Pamiętacie „Jakie to szczęście, że cię znalazłem” Guido van Genechtena, książkę, o której niedawno opowiadałam wam na moim blogu? Dziś chciałabym pokazać wam kolejne dzieło tego belgijskiego autora, a zarazem znanego i cenionego na świecie grafika, a mianowicie książkę pt „Gustaw niestraszny duch”.
Tytuł od razu skojarzył mi się z innym duszkiem, którego dzieci z pewnością znają – Kacprem, przyjaznym duchem. Gustaw pod tym względem jest do niego bardzo podobny.
Kiedy przyszedł na świat, od razu widać było, że jest inny.

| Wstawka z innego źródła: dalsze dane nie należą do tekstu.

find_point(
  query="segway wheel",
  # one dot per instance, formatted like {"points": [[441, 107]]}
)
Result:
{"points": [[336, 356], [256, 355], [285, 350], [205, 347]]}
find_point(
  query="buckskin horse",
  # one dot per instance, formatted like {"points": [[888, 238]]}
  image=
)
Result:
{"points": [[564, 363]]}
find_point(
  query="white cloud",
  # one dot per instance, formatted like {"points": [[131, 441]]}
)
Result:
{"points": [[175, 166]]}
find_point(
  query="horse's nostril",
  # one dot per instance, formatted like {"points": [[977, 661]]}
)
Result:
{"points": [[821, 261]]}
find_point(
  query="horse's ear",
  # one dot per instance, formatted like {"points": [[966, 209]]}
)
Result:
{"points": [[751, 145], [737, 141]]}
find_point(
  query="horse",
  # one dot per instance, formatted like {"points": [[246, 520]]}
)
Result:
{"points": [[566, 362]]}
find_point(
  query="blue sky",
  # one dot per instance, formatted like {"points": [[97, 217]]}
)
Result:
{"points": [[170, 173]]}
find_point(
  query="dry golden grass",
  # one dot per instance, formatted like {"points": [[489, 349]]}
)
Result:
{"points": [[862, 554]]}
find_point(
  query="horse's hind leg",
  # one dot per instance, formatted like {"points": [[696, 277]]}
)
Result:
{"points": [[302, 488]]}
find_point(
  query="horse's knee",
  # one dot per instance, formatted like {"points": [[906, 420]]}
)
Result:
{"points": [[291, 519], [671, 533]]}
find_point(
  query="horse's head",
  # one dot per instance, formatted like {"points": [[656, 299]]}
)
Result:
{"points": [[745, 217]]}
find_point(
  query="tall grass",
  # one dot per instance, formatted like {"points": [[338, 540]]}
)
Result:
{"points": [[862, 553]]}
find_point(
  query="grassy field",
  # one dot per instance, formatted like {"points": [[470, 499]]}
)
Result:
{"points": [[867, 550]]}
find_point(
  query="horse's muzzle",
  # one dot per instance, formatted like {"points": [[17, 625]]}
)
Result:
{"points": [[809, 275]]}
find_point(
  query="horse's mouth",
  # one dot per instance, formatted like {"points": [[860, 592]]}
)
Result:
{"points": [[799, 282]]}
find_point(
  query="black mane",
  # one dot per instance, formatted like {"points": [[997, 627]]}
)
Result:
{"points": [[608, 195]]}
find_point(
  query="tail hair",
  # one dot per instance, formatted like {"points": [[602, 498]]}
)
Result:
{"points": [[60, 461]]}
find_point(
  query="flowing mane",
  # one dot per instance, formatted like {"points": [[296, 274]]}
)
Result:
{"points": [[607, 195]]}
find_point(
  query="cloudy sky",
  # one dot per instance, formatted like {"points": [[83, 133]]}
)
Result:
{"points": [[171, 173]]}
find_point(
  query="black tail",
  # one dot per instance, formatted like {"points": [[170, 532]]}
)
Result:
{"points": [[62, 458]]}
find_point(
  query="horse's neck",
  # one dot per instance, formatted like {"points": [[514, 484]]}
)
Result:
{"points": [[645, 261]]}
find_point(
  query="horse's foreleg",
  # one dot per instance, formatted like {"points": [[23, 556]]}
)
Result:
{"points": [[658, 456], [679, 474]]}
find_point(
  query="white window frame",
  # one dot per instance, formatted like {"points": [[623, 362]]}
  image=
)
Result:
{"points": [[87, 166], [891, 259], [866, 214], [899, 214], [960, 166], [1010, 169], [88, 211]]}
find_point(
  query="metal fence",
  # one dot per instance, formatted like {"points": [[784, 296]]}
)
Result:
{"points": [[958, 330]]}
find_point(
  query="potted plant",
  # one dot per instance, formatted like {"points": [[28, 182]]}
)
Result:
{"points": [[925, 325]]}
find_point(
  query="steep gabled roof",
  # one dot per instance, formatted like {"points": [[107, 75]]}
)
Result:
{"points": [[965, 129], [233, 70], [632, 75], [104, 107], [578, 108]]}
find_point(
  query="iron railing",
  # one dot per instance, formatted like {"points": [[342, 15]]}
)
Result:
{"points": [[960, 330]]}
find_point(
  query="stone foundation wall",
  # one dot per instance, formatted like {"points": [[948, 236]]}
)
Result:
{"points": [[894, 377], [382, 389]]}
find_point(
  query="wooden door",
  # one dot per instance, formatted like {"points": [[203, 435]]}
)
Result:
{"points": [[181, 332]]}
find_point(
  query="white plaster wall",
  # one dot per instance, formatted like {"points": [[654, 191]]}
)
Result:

W wyraźny sposób wyróżniał się na tle innych duchów – był różowy… Kiedy podrósł, wraz ze swoimi rówieśnikami poszedł do szkoły dla duchów, by tam uczyć się wszystkiego, co prawdziwy duch wiedzieć i potrafić powinien. Bardzo podobały mu się lekcje latania oraz te związane z ich historią. Niestety nie szło mu na zajęciach pana Głowy, który odpowiedzialny był za naukę straszenia. Choć Gustaw bardzo się starał – bycie strasznym mu nie wychodziło. Za karę nauczyciel odsyła go do Opuszczonej Wieży, z której nie ma wracać dopóty, dopóki nie nauczy się prawidłowo straszyć.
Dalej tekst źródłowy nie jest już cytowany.